The Phenotype and Outcome of Infantile Cardiomyopathy Caused by a Homozygous ELAC2 Mutation.

OBJECTIVE: Cardiomyopathy (CMP) in children is a clinically and genetically heterogeneous group of disorders. Disease-associated mutations have been identified in more than 50 genes. Recently, mutations in the mitochondrial tRNA processing gene, ELAC2, were reported to be associated with the recessively inherited form of hypertrophic CMP (HCM).
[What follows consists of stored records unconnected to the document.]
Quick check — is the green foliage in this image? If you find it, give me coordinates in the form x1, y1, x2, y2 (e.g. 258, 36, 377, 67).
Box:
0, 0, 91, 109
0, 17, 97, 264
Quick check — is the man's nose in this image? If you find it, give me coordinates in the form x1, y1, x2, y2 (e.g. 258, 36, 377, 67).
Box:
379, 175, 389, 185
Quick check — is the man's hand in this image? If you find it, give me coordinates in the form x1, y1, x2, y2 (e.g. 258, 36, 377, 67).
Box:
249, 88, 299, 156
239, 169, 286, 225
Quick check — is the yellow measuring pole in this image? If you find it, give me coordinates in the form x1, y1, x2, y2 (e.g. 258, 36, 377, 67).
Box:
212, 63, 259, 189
This study is aimed at describing the cardiac phenotype and outcome of ELAC2 mutation. METHODS: We performed whole exome sequencing followed by targeted mutation screening to identify the genetic etiology of severe infantile-onset CMP in 64 consanguineous Saudi families. RESULTS: A previously reported mutation (p.Phe154Leu) in ELAC2 gene was detected in 16 families. The index cases presented between 2 and 7 months of age with HCM in 13 infants and dilated CMP (DCM) in 3. Pericardial effusion was observed in 7 infants (44%). All infants died with a median age of death of 4 months. Almost 1/3 of them died during the initial presentation. CONCLUSION: Our study suggests screening the ELAC2 gene in severe infantile-onset HCM or DCM of unknown etiology, especially in the presence of pericardial effusion. Our work demonstrates a universally poor outcome of the (p.Phe154Leu) variant in ELAC2 gene; a correlation that helps in counseling parents and in planning appropriate medical intervention.

A substitution mutation in cardiac ubiquitin ligase, FBXO32, is associated with an autosomal recessive form of dilated cardiomyopathy.
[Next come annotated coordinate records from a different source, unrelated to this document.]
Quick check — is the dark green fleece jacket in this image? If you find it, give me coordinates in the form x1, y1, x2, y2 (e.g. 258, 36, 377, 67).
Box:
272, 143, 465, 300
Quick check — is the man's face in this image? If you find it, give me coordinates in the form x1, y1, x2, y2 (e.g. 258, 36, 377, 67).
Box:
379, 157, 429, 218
BACKGROUND: Familial dilated cardiomyopathy (DCM) is genetically heterogeneous. Mutations in more than 40 genes have been identified in familial cases, mostly inherited in an autosomal dominant pattern. DCM due to recessive mutations is rarely observed. In consanguineous families, homozygosity mapping and whole exome sequencing (WES) can be utilized to identify the genetic defects in recessively inherited DCM. METHODS: In a consanguineous family with four affected siblings with severe DCM, we combined homozygosity mapping, linkage analysis and WES, to uncover the genetic defect. RESULTS: A region of homozygosity (ROH) on chromosome 8q24.13-24.23 was found to be shared by all of the four affected siblings. WES detected ~47,000 variants that were filtered to a homozygous mutation (p.Gly243Arg) in the FBXO32 gene, located within the identified ROH. The mutation segregated with the phenotype, replaced a highly-conserved amino acid, and was not detected in 1986 ethnically-matched chromosomes. FBXO32, which encodes a muscle-specific ubiquitin ligase, has been implicated in the pathogenesis of cardiomyopathy through the ubiquitin proteasome system (UPS). In addition, FBXO32-knockout mice manifest with cardiomyopathy. Screening the index patient for all of the WES variants in 48 genes known to be implicated in hypertrophic and dilated cardiomyopathy was negative. CONCLUSIONS: Our data suggest that FBXO32 is a candidate gene for recessive DCM. Acting as a cardiac ubiquitin ligase, mutated FBXO32 could perturb the degradation of target proteins in the UPS, the impairment of which has been observed in cardiomyopathy. Our work proposes that genes encoding other ubiquitin ligases could also be implicated in familial cardiomyopathy.